There's also an interesting connection to Karpathy's work on automating self-improvement. I need to drill down into that. There might be a viable way to apply it here, though I'm curious what we'll come up with. I hope it's not simply using the quiz data we're collecting. That alone isn't enough data to spot a trend, let alone drive a full self-improvement loop.
Beyond the memory isolation problem, I genuinely believe the whole economic component of freelancing is going to get phased out, probably fairly quick, sometime over the next year. We're going to see that if you're an engineer, you don't have to worry so much about money. Just go build stuff. The more novel, the more unconventional, the better.
I think we're going to transition into a world where maximally truth-seeking is all that matters, and having to handle a client with kid gloves goes away.
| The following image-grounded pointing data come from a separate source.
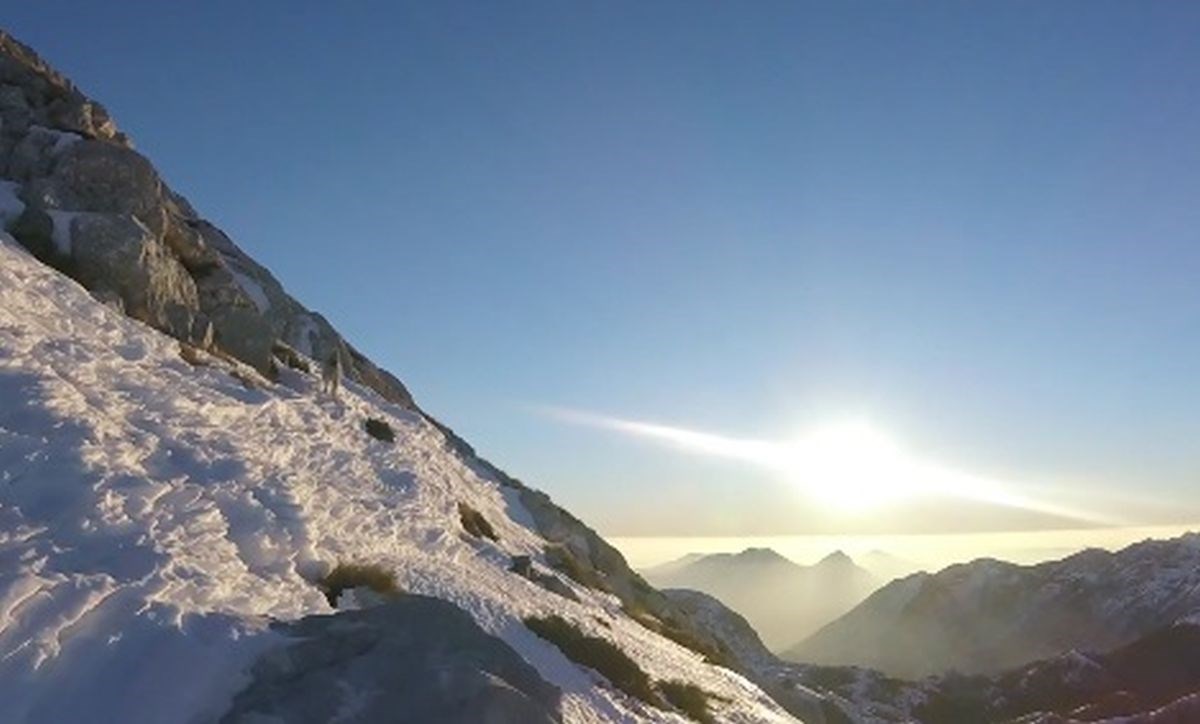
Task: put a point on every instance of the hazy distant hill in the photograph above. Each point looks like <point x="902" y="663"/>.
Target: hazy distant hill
<point x="988" y="615"/>
<point x="1153" y="680"/>
<point x="886" y="566"/>
<point x="784" y="600"/>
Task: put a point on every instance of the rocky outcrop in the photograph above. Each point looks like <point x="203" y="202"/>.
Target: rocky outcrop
<point x="413" y="659"/>
<point x="84" y="201"/>
<point x="97" y="210"/>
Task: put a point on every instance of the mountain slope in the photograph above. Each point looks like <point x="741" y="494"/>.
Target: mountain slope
<point x="168" y="507"/>
<point x="784" y="600"/>
<point x="155" y="516"/>
<point x="989" y="615"/>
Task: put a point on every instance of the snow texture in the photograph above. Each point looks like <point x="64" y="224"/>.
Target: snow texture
<point x="155" y="516"/>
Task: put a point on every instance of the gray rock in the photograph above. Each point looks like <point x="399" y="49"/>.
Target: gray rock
<point x="118" y="253"/>
<point x="414" y="659"/>
<point x="93" y="175"/>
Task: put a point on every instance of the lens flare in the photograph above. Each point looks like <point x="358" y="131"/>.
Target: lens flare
<point x="849" y="466"/>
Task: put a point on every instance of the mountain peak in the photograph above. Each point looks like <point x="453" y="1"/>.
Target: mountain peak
<point x="837" y="558"/>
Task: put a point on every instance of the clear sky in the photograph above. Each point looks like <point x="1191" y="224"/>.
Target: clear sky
<point x="975" y="225"/>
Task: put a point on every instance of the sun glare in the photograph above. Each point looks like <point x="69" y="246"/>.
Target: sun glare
<point x="851" y="466"/>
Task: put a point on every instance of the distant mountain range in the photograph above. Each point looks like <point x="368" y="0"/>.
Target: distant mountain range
<point x="784" y="600"/>
<point x="988" y="616"/>
<point x="1153" y="680"/>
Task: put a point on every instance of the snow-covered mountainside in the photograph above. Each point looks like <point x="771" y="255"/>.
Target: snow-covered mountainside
<point x="784" y="600"/>
<point x="180" y="509"/>
<point x="159" y="513"/>
<point x="988" y="615"/>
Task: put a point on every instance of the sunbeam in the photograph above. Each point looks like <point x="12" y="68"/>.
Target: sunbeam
<point x="849" y="466"/>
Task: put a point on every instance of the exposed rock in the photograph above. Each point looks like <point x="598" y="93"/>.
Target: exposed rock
<point x="413" y="659"/>
<point x="70" y="161"/>
<point x="118" y="253"/>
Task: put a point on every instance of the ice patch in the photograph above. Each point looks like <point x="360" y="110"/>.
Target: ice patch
<point x="63" y="139"/>
<point x="61" y="233"/>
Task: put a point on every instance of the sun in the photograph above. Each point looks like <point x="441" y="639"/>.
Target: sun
<point x="851" y="466"/>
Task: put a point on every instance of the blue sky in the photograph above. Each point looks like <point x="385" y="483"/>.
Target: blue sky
<point x="975" y="225"/>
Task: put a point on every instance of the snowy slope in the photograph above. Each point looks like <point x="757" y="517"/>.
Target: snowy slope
<point x="155" y="516"/>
The days of people who have no merit whatsoever holding all the money cards? I think that's going to be gone. This shift is going to expose a lot of frauds, a lot of non-technical founders that don't actually do anything. It's kind of hard to bullshit tech. That's the main reason I transitioned from front-end to back-end. I can show you the science of the impact I'm having. Metric data. Alarms. Alerts. Error logs. I can tell you exactly, scientifically, what's wrong. Front-end design is subjective. Back-end work is not.
You're going to have an AI that knows you. It knows everything you've done, everything you're working on, and what your passions are for the future. It's going to help you on your own time with maximum flexibility. A personal curriculum tailored to exactly what you need. It'll quiz you in your spare moments throughout the day. You want to kill some time? Don't play a game. Quiz yourself.
It should be energizing. If you're being honest about what you care about, the things it quizzes you on should be things you're genuinely passionate about, things you crave to engage with as much as a video game or scrolling through a social feed. You can get addicted to this too. It should make you want to stay up all night and keep going. And then you look over those weekly reports and see your progress and it just fuels you more.
It's unreal that I'm going to live to see a day when every kid in every classroom has their own personal AI tutor, tailored to them, teaching them as effectively as possible on any subject, and then helping them figure out where to go next.